Mit einer Offenheit und Einfachheit, die tief berührt, lassen die sieben alten Menschen den Zuschauer teilhaben an dem, was sie verstehen und was ihnen selbst ein Rätsel ist und dennoch wahr. "Meine Frau war die große Liebe meines Lebens", sagt Günter, nachdem er vom langen Abschied am Krankenbett erzählt hat. "Und jetzt habe ich eine neue."

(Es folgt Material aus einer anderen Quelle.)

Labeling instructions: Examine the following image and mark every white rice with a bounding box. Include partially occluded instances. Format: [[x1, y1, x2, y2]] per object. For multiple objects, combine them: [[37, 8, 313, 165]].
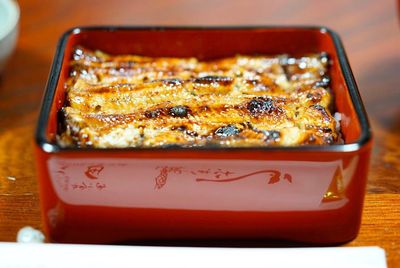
[[334, 112, 344, 144]]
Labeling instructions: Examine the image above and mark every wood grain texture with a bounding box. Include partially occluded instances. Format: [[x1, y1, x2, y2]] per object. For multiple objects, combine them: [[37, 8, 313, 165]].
[[347, 194, 400, 268], [0, 0, 399, 266]]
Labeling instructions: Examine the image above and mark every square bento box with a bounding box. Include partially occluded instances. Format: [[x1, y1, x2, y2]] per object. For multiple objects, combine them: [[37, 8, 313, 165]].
[[35, 26, 372, 244]]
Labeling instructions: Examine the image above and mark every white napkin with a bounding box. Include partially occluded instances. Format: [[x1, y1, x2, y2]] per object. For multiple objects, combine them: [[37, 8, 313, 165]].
[[0, 242, 387, 268]]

Dann ertönt der Gong - und alle nehmen ihre bunten Tablettenschieber zur Hand und werfen rasch eine Pille ein, damit es weitergeht - ohne Schmerzen, ohne Schwindelgefühle, ohne Pannen im Zusammenspiel der Organe, das längst nicht mehr selbstverständlich ist.  Das Publikum lacht über eine witzig choreographierte Nummer und voller Dankbarkeit, dass die sieben Experten soviel Distanz und Selbstironie aufbringen, niemals larmoyant werden und nie zu große Worte im Mund führen. Den Ernst und die Bedeutung ihres Themas haben sie damit nicht geschmälert - im Gegenteil. 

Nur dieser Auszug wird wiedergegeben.